Beavers’s children attended the Montgomery County schools, which appear no worse by this
measure than other local districts. Dana Tofig, a Montgomery schools spokesman, said specialists are
training teachers on this issue. Beavers briefly enrolled her daughter in a well-regarded private
school to see whether that would make a difference. It didn’t.

A startling part of Beavers’s story is that despite her children’s inability to memorize multiplication
tables in the third grade, both were admitted to the Center Program for the Highly Gifted at Lucy V.
Barnsley Elementary School in the fourth grade. “The screening is mostly concept-based,” Beavers
said. “They loved being challenged, and it was the only time they felt socially comfortable at school.”

Still, some of the teachers didn’t understand that intelligence is not measured by how much
homework you can do. “One night’s assignment for just one subject was to create dialogue for a
Shakespeare character, soak stationery in tea and crumple it to look like parchment, and write the
dialogue in ink — in calligraphy,” Beavers said. “Sheer torture for a learning-disabled student.”
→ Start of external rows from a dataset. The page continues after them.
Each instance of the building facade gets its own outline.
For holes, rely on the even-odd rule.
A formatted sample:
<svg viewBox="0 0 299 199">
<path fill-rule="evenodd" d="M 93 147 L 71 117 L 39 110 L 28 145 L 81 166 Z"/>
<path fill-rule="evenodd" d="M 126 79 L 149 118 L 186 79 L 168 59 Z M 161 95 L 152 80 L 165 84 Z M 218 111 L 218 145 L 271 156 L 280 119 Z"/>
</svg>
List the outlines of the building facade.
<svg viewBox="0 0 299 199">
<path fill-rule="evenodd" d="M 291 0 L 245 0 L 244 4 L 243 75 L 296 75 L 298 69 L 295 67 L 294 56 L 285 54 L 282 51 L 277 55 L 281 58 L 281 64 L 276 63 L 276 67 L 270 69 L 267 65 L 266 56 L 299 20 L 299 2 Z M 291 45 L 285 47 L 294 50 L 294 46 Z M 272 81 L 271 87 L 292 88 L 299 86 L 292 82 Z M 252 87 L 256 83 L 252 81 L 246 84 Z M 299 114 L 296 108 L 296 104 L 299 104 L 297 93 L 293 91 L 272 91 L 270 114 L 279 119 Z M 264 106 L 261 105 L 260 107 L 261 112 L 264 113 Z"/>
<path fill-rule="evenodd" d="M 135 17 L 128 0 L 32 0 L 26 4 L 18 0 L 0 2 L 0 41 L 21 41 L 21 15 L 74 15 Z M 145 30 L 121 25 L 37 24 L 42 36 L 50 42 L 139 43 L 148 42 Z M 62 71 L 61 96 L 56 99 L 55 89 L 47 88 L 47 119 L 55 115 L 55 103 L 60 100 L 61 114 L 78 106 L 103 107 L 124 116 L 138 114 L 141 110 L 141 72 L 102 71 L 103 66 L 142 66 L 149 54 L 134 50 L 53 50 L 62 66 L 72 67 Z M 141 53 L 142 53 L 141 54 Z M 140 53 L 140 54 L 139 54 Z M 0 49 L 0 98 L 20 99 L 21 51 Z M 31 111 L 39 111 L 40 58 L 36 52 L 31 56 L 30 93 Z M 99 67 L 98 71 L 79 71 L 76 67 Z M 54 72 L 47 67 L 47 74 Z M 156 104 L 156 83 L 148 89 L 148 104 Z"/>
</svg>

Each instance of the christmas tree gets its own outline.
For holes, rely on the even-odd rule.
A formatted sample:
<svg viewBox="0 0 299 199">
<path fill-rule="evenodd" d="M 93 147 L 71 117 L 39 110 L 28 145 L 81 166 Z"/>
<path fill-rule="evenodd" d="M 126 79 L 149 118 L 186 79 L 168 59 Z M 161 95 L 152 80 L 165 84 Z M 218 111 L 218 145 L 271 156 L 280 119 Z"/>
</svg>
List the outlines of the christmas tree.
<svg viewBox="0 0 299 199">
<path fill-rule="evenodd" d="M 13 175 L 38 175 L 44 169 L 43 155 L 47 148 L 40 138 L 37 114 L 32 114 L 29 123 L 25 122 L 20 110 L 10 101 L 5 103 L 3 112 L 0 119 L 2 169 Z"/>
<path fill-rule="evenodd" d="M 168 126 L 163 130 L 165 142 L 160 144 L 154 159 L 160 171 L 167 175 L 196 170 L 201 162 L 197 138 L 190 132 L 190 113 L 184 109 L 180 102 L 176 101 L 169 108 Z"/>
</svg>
After two years at Barnsley, her son wanted to go to a math-science magnet school but failed to
qualify. He finished only half the math questions in the allotted time; all were correct.

He enrolled at Westland Middle School, where Beavers asked for a 504 Plan, part of a federal law
that requires schools to give children with disabilities a boost. She presented his high test scores and
the B’s and C’s he was getting because of late or missing work. She asked for extra time on tests and
other accommodations. The head of the school’s education management team said, “I feel sorry for
your son. You are clearly pressuring him to make A’s,” then walked out. A spokesman for the county
schools declined to comment, citing privacy issues.

Beavers thought her daughter would do better at Holton-Arms, a private school for girls in Bethesda.
Based on her test scores she was placed in the highest math group and given extra time on tests. But
when Beavers asked the school to cut back on repetitive homework as long as each concept was
covered, the response was: “We don’t offer that accommodation.”

If you wish to think Beavers was gaming the system, that’s your right. I have studied
too many of these cases to accept that explanation. Why not make more of an effort to persuade
teachers with personal views on this to try accommodation and see what happens?